Berkmann Wine Cellars said it sells 48,000 bottles a year, up from 9,000 five years ago, and Alex Hunt, the company’s purchasing manager, described Portuguese wine production as “in full swing”.
Sales at Marks & Spencer are also up 30% over the past 12 months, with Waitrose up 27% and Sainsbury up 23%.
“Customers may be worried about trying unfamiliar wines, but when they saw one on TV with a ringing permit, the wall was broken,” said a spokesman.
Lucknam Park, a luxury hotel near Bath, said it was now offering Portuguese wine for the first time in 20 years because “guests just found it”.

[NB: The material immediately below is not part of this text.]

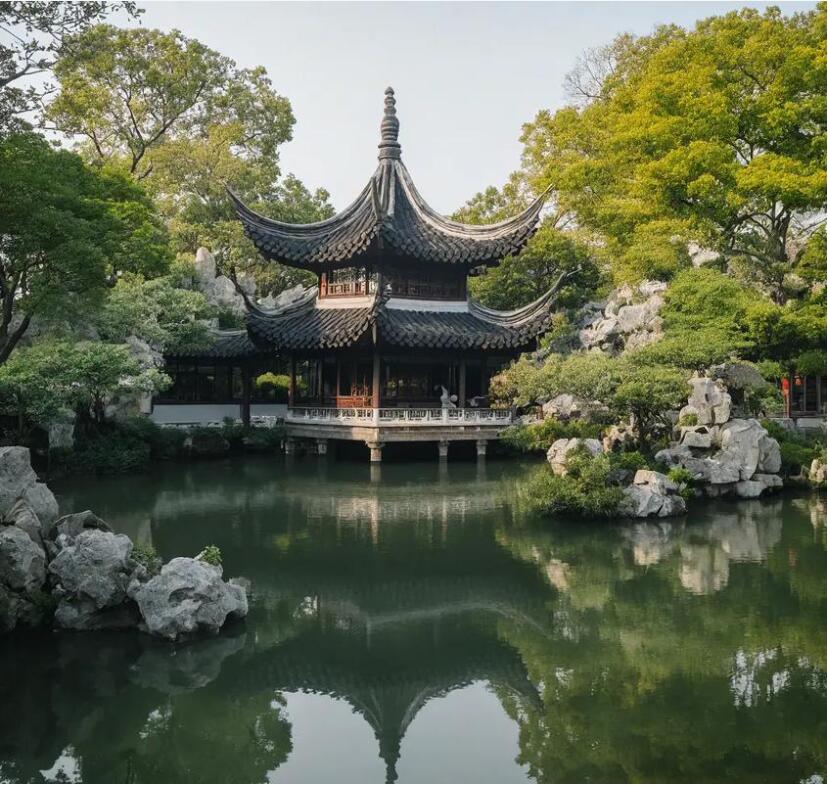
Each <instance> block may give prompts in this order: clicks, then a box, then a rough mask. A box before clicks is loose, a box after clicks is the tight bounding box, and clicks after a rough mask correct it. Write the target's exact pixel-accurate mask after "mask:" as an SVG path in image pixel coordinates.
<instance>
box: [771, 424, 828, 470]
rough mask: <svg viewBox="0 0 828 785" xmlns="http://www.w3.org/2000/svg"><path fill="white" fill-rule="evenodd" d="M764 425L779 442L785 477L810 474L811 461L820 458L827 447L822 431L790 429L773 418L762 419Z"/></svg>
mask: <svg viewBox="0 0 828 785" xmlns="http://www.w3.org/2000/svg"><path fill="white" fill-rule="evenodd" d="M762 426H763V427H764V428H765V430H767V432H768V433H769V434H770V435H771V436H772V437H773V438H774V439H776V441H778V442H779V451H780V453H781V455H782V474H783V476H785V477H797V476H799V475H801V474H808V471H809V470H810V468H811V461H813V460H814V458H819V457H820V456H821V455H822V454H823V452H824V449H825V444H824V439H825V437H824V436H823V434H822V432H821V431H820V432H818V433H815V434H810V433H806V432H804V431H798V430H788V429H787V428H785V427H783V426H782V425H780V424H779V423H778V422H774V421H773V420H762Z"/></svg>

Sofia Bergqvist, owner of the Quinta de la Rosa winery in the Douro region, said: “In the past, Portuguese wine was considered cheap, cheerful and lacked consistency. It’s hard to erase this reputation, but it’s now considered a quality product at a very good price. ‘
One theory about the recent spike in sales is that people who missed holidays in Portugal due to travel restrictions decided to at least give the country a try.
“Over the years, more and more British people have visited Portugal and discovered our wine,” said Ms. Bergqvist.
“I think a lot of people ended up buying a bottle to feel the sun again. I also think that a lot of them felt sorry for us and wanted to support Portugal because they couldn’t come.”